The producer price index, a barometer of future consumer inflation, rose 5.7 percent in September from a year earlier, slowing from a 6.6 percent on-year gain in August, according to the Bank of Korea.
The September reading marked the slowest expansion since a 5.3 percent on-year expansion tallied in December 2010, it added.
Compared with a month earlier, the growth of the producer prices slowed down to 0.1 percent in September, down from 0.3 percent in August as prices of vegetable and fishery products declined.
“Whether the producer prices slow down will hinge on the movement of the local currency and oil prices,” said Lee Byung-doo, an official at the BOK.
The costs of agricultural and fishery goods fell 7.1 percent in September from the previous year, a turnaround from a 12.5 percent expansion tallied in August. The prices of such goods fell 4.2 percent on-month in September.

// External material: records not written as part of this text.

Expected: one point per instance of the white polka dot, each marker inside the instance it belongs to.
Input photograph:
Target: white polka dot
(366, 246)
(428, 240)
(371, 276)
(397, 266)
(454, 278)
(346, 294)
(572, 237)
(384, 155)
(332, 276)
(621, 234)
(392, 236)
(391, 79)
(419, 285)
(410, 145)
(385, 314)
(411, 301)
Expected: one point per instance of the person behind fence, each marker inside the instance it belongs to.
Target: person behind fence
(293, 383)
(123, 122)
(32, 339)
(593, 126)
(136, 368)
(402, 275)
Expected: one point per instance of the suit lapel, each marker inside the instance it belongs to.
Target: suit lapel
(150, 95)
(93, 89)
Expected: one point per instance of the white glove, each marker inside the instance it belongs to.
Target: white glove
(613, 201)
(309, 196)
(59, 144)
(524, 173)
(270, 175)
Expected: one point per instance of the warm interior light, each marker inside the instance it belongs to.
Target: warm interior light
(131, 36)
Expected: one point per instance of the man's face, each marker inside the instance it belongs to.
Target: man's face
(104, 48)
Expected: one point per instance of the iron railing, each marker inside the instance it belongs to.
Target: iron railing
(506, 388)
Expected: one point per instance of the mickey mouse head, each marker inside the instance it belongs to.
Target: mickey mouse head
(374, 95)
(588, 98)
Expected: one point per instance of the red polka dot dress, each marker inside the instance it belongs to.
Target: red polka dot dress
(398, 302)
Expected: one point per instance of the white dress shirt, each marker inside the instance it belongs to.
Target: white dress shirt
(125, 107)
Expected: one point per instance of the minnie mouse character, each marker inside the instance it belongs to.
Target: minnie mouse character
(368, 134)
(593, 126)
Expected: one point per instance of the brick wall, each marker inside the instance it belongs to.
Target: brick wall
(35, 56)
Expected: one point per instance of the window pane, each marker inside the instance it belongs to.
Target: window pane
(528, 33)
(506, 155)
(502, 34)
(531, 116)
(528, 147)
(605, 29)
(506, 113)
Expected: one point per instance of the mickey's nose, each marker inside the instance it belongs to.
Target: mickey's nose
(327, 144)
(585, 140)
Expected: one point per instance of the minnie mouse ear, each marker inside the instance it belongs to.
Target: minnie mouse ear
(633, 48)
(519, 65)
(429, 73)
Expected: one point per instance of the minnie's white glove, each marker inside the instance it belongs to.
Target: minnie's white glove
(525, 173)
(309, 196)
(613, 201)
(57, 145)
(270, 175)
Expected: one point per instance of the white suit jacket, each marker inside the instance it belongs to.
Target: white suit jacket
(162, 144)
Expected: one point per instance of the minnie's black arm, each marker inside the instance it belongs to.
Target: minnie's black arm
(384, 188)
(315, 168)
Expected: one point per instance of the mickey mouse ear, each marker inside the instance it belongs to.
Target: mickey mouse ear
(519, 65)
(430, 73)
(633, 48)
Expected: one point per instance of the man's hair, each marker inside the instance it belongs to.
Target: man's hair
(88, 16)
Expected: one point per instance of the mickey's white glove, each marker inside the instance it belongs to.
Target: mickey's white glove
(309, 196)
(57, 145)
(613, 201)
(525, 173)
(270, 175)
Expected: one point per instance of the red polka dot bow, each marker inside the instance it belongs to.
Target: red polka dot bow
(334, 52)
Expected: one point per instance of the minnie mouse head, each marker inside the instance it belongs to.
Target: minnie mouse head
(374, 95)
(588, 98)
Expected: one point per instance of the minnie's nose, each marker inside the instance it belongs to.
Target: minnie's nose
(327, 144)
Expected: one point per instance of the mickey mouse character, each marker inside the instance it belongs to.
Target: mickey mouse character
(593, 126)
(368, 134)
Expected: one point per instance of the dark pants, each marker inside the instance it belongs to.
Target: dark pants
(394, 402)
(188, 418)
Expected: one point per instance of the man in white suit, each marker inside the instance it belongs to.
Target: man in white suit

In September, the local currency fell 3.2 percent to the dollar compared with a year earlier. The Korean unit slid 9.44 percent to the greenback compared with August.
The data came two days before BOK policymakers are scheduled to hold their monthly rate-setting meeting. The central bank is widely expected to freeze the key interest rate at 3.25 percent for the fourth straight month on dimmer global economic outlooks.
Inflationary pressure slightly eased in September. South Korea’s consumer prices grew 4.3 percent in September from a year earlier, slowing from 5.3 percent in August, but they surpassed the upper limit of the BOK’s 2-4 percent inflation target band for the ninth straight month.